But jumping back to 1956 and that strange learning machine, it was the hands-on approach that Taylor had taken when constructing it that immediately caught Cowan’s attention. He had clearly sweated over the assembly of the bits and pieces. Taylor, Cowan observed during an interview on his own part within the story of those systems, “didn’t do it by theory, and he didn’t do it on a pc”. Instead, with tools in hand, he “actually built the hardware”. It was a cloth thing, a mix of parts, even perhaps a contraption. And it was “all done with analogue circuitry” taking Taylor, Cowan notes, “several years to construct it and to play with it”. A case of trial and error.

Understandably Cowan desired to become familiar with what he was seeing. He tried to get Taylor to elucidate this learning machine to him. The clarifications didn’t come. Cowan couldn’t get Taylor to explain to him how the thing worked. The analogue neurons remained a mystery.
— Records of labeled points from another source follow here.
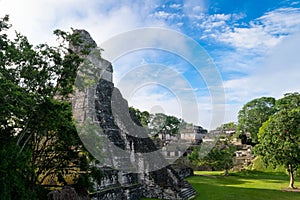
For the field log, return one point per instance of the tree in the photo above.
(139, 117)
(279, 140)
(220, 157)
(253, 114)
(35, 115)
(227, 126)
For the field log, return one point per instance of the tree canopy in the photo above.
(253, 114)
(279, 136)
(38, 140)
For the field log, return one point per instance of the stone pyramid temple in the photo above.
(132, 165)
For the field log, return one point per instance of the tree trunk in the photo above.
(291, 174)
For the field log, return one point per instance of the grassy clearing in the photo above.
(241, 186)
The more surprising problem, Cowan thought, was that Taylor “didn’t really understand himself what was occurring”. This wasn’t only a momentary breakdown in communication between the 2 scientists with different specialisms, it was greater than that.

In an interview from the mid-Nineties, pondering back to Taylor’s machine, Cowan revealed that “to this present day in published papers you may’t quite understand how it really works”. This conclusion is suggestive of how the unknown is deeply embedded in neural networks. The unexplainability of those neural systems has been present even from the basic and developmental stages dating back nearly seven many years.
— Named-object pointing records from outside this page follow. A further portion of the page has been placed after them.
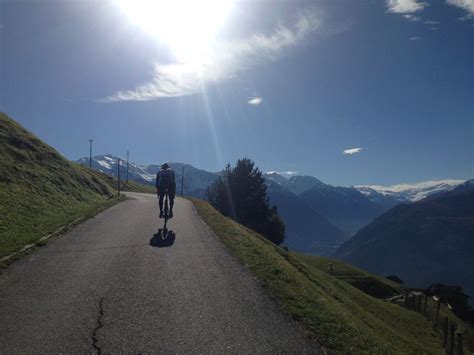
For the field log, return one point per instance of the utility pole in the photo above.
(127, 165)
(90, 153)
(118, 176)
(182, 182)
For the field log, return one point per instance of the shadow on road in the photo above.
(163, 238)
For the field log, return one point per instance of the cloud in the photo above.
(467, 5)
(255, 101)
(405, 6)
(412, 18)
(225, 59)
(352, 151)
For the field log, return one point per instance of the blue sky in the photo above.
(290, 84)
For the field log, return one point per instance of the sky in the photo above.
(349, 91)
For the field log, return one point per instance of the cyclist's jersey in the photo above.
(165, 180)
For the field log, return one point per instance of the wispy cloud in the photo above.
(225, 59)
(287, 173)
(257, 100)
(405, 6)
(352, 151)
(412, 18)
(431, 22)
(467, 5)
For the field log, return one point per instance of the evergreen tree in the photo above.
(241, 194)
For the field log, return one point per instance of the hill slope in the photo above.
(424, 242)
(345, 207)
(196, 181)
(343, 318)
(39, 189)
(306, 230)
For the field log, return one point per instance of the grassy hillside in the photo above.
(40, 191)
(371, 284)
(343, 318)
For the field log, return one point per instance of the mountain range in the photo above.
(422, 242)
(318, 216)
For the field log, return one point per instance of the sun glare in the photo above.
(188, 27)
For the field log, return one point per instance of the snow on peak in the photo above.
(412, 192)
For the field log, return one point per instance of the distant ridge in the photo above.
(40, 191)
(428, 241)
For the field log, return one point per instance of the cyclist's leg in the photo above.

This mystery stays today and is to be found inside advancing types of AI. The unfathomability of the functioning of the associations made by Taylor’s machine led Cowan to wonder if there was “something fishy about it”.

Long and tangled roots

Cowan referred back to his temporary visit with Taylor when asked in regards to the reception of his own work some years later. Into the Sixties people were, Cowan reflected, “slightly slow to see the purpose of an analogue neural network”. This was despite, Cowan recalls, Taylor’s Nineteen Fifties work on “associative memory” being based on “analog neurons”. The Nobel Prize-winning neural systems expert, Leon N. Cooper, concluded that developments around the applying of the brain model within the Sixties, were regarded “as among the many deep mysteries”. Because of this uncertainty there remained a scepticism about what a neural network might achieve. But things slowly began to alter.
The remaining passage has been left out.